TSH and NSH concentrations (mmol/mg protein) in the testes of the experimental rats are illustrated in Figure 7. The untreated SID rats exhibited significantly (P < 0.05) lower TSH levels (0.000076 ± 0.000004) and NSH levels (0.000145 ± 0.000041) compared to the normal control group (0.000137 ± 0.000003; 0.000448 ± 0.000048). Pre-treatment with donepezil (0.000104 ± 0.000005), 4% AFM (0.000119 ± 0.000004), 8% AFM (0.000149 ± 0.000003), 4% AFD (0.000119 ± 0.000004), and 8% AFD (0.000136 ± 0.000010) were produced (P < 0.05) elevated TSH concentration when compared with the untreated SID group. While same-dose AFM and AFD inclusions revealed no significant variation, significant (P < 0.05) differences were observed between donepezil and the treatment groups. Similarly, NSH concentration was significantly increased in treatment with donepezil (0.000465 ± 0.00002), 4% AFM (0.000378 ± 0.000035), 8% AFM (0.000516 ± 0.000038), 4% AFD (0.000359 ± 0.000019), and 8% AFD (0.000553 ± 0.000032), relative to the untreated SID rats, although no significant difference was observed between AFM and AFD at similar inclusion doses.

Figure 8 represents SOD (mmol/mg protein) and CAT (min/mg protein) activities measured in the testes of the experimental rats. The untreated SID rats showed significantly reduced (P < 0.05) SOD (41.37 ± 2.64) and CAT (1.53 ± 0.08) activities compared with the normal (control) group (76.19 ± 2.06 and 3.42 ± 0.12, respectively). Dietary inclusions of 4% and 8% AFM or AFD significantly (P < 0.05) enhanced SOD and CAT activities when compared with the untreated SID group. A clear dose-related effect was observed, with 8% AFM (114.90 ± 1.88; 4.02 ± 0.58, respectively) and 8% AFD (108.80 ± 3.50; 4.47 ± 0.08) producing the greatest improvements compared with 4% AFM (98.91 ± 1.30; 3.65 ± 0.05) and 4% AFD (94.60 ± 3.68; 3.96 ± 0.09). Differences between AFM and AFD at equivalent doses were not statistically significant. Donepezil (114.80 ± 1.47; 4.53 ± 0.50) also enhanced SOD and CAT activities compared to SID rats.

Figures 9 and 10 and Tables 2 and 3 represent the HPLC chromatograms and quantified concentrations of important bioactive compounds identified in AFM and AFD seeds, respectively. The chromatographic profile revealed the presence of important phytoconstituents, including β-caryophyllene, gingerol, gingeredione, β-pinene, limonene, sabinene, shogaol, quercetin, and kaempferol among others.

With the growing global concern about male infertility and the multiple factors contributing to its prevalence [19, 42], this study investigated the impact of neurological disturbance on male reproductive health and explored the protective effects of AFM and AFD seeds supplemented diet on sperm quality, hormonal levels, inflammation, and oxidative status. HPLC profiling of AFM and AFD seeds revealed diverse flavonoids and phenolic compounds present in them, including but not limited to gingerol, quercetin, shogaol, naringenin, caffeic acid, paradol, eugenol, kaempferol, and β-caryophyllene. These compounds are known for antioxidant, anti-inflammatory, androgen regulation, and other reproductive protective activities. They have been reported to protect sperm viability [43] and suppress NF-κB-mediated pro-inflammatory cytokine release [44], among other pharmacological effects. Their presence provides biochemical justification for the findings reported in this study.
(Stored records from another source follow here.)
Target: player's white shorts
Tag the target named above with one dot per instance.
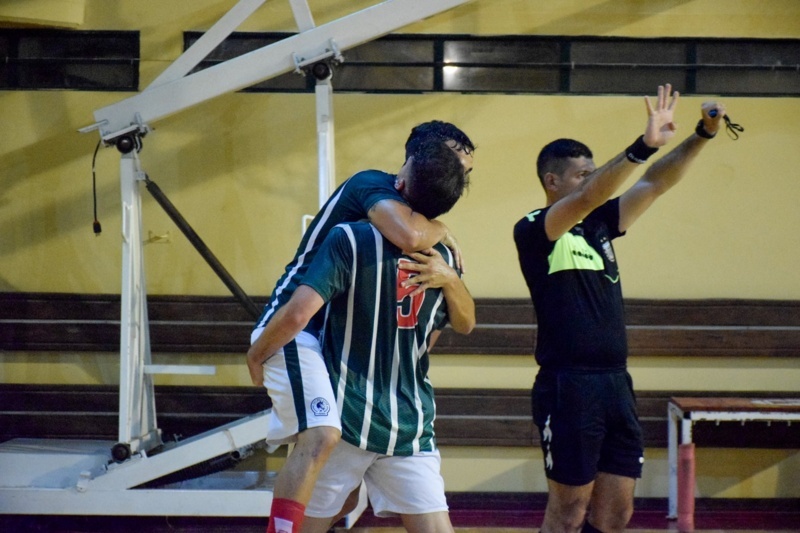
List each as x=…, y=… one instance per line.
x=409, y=484
x=298, y=373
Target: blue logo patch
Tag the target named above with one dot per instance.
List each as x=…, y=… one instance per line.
x=320, y=407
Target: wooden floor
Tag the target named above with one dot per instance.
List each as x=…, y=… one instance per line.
x=470, y=513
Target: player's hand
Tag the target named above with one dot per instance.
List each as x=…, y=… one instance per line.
x=660, y=127
x=432, y=271
x=713, y=115
x=450, y=241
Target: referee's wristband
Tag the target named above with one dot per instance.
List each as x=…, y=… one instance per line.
x=639, y=152
x=701, y=131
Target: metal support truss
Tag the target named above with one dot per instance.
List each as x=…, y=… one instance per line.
x=100, y=478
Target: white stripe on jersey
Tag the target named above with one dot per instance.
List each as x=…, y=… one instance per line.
x=393, y=397
x=348, y=335
x=371, y=372
x=310, y=245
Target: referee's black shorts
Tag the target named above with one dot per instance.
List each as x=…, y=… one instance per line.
x=587, y=423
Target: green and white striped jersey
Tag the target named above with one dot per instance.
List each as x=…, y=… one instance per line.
x=375, y=340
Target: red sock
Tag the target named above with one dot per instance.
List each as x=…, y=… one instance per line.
x=286, y=516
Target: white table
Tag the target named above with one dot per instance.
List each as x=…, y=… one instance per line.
x=682, y=413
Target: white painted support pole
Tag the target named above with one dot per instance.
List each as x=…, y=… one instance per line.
x=325, y=137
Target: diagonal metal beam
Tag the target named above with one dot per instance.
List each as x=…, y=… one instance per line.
x=289, y=54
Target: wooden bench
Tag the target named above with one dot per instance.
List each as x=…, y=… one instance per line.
x=208, y=324
x=465, y=417
x=684, y=412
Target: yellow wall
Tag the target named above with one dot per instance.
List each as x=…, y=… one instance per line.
x=242, y=170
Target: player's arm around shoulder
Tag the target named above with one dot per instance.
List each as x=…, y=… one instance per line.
x=433, y=272
x=405, y=228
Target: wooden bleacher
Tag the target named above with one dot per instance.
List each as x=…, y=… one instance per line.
x=43, y=322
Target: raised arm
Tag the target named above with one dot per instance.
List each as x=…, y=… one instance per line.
x=597, y=186
x=287, y=323
x=668, y=170
x=434, y=272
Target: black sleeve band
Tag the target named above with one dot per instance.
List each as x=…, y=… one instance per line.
x=638, y=152
x=701, y=131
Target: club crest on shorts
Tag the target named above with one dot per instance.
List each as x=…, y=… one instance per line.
x=320, y=406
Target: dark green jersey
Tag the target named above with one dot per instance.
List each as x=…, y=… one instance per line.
x=350, y=202
x=375, y=340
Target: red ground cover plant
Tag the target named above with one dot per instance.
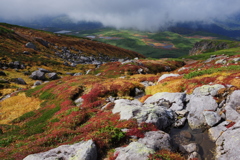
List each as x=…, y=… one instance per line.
x=165, y=155
x=141, y=130
x=230, y=124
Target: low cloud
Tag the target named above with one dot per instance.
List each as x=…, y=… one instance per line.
x=138, y=14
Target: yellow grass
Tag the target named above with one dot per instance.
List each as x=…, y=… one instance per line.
x=16, y=106
x=175, y=85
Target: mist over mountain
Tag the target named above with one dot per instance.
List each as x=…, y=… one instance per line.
x=135, y=14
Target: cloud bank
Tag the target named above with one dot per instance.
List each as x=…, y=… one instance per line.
x=138, y=14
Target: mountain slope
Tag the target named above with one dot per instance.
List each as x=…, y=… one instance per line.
x=13, y=42
x=123, y=107
x=156, y=45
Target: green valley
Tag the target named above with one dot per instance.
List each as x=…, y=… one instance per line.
x=154, y=45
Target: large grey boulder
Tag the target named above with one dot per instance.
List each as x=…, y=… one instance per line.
x=215, y=132
x=167, y=75
x=43, y=70
x=31, y=45
x=19, y=81
x=37, y=83
x=190, y=148
x=149, y=113
x=227, y=144
x=127, y=108
x=85, y=150
x=162, y=117
x=52, y=76
x=174, y=101
x=233, y=106
x=196, y=106
x=2, y=73
x=134, y=151
x=211, y=117
x=207, y=90
x=156, y=140
x=38, y=75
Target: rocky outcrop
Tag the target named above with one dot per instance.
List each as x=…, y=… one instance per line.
x=44, y=74
x=38, y=75
x=196, y=106
x=207, y=45
x=31, y=45
x=161, y=116
x=19, y=81
x=174, y=101
x=2, y=73
x=134, y=151
x=167, y=75
x=81, y=151
x=140, y=150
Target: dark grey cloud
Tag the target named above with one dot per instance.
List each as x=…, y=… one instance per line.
x=140, y=14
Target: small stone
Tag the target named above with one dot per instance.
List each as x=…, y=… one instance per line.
x=2, y=73
x=185, y=134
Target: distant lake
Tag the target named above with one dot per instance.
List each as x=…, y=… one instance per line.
x=63, y=32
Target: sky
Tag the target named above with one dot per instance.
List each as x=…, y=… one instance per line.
x=138, y=14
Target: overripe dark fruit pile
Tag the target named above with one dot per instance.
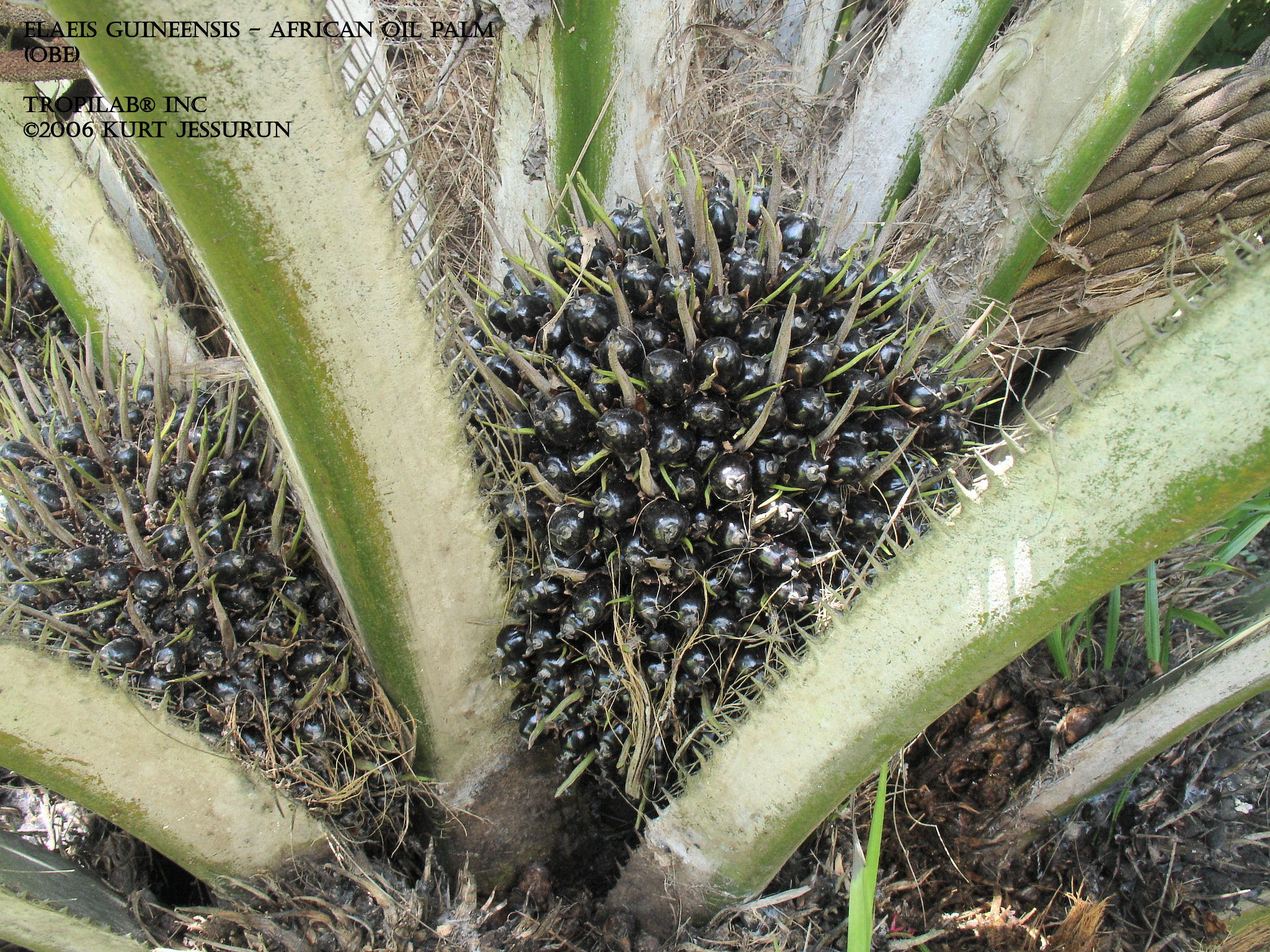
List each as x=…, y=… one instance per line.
x=159, y=546
x=695, y=455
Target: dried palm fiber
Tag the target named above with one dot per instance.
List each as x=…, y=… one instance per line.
x=1194, y=168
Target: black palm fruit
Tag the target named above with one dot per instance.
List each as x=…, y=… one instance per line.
x=178, y=616
x=665, y=523
x=668, y=376
x=571, y=528
x=718, y=361
x=711, y=506
x=563, y=421
x=590, y=318
x=616, y=505
x=623, y=430
x=730, y=478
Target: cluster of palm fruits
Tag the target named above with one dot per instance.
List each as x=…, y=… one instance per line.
x=148, y=535
x=705, y=426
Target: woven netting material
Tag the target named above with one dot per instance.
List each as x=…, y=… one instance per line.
x=1192, y=173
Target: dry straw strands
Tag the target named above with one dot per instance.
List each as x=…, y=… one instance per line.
x=1193, y=170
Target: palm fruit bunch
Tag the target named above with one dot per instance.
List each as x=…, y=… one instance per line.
x=148, y=535
x=701, y=427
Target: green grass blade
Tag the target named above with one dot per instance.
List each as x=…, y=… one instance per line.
x=1059, y=651
x=1113, y=627
x=864, y=883
x=1151, y=615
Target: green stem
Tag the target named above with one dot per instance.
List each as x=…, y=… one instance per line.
x=1126, y=477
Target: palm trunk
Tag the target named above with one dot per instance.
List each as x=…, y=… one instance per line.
x=58, y=211
x=586, y=90
x=1010, y=157
x=1126, y=477
x=925, y=60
Sperm concentration reflects the number of sperm cells per milliliter of semen and remains a key determinant of male fertility, as reduced concentration lowers the probability of successful fertilization [45]. Sperm motility and morphology are equally critical, indicating the ability of sperm to traverse the female reproductive tract and fertilize an ovum. Healthy sperm are characterized by rapid progressive motility and NM (oval head and intact tail). In contrast, a high proportion of sluggish or non-motile sperm and structural abnormalities in the head, neck, or tail reflect impaired fertility.

The present findings confirm that scopolamine administration compromises or impairs sperm quality, as evidenced by significant reductions in sperm concentrations, motility, and morphology consistent with earlier reports that oxidative stress and cholinergic dysfunction adversely affect spermatogenesis [16]. These reductions likely arise from neuroendocrine disruption and oxidative injury affecting testicular germ-cell function, sperm motility, and epididymal maturation. However, dietary supplementation with AFM and AFD significantly improved sperm concentration, motility and NM in a dose-dependent manner, as shown in Figures 2 and 3. Although 8% AFM yielded the most pronounced recovery, statistical comparisons showed comparable efficacy between AFM and AFD across sperm parameters. Meanwhile, donepezil produced mild, non-significant improvements, especially in fast motility, which may reflect its central cholinesterase-inhibitory action with limited peripheral reproductive effects [16], highlighting the broader advantages of AFM and AFD in neurotoxic conditions.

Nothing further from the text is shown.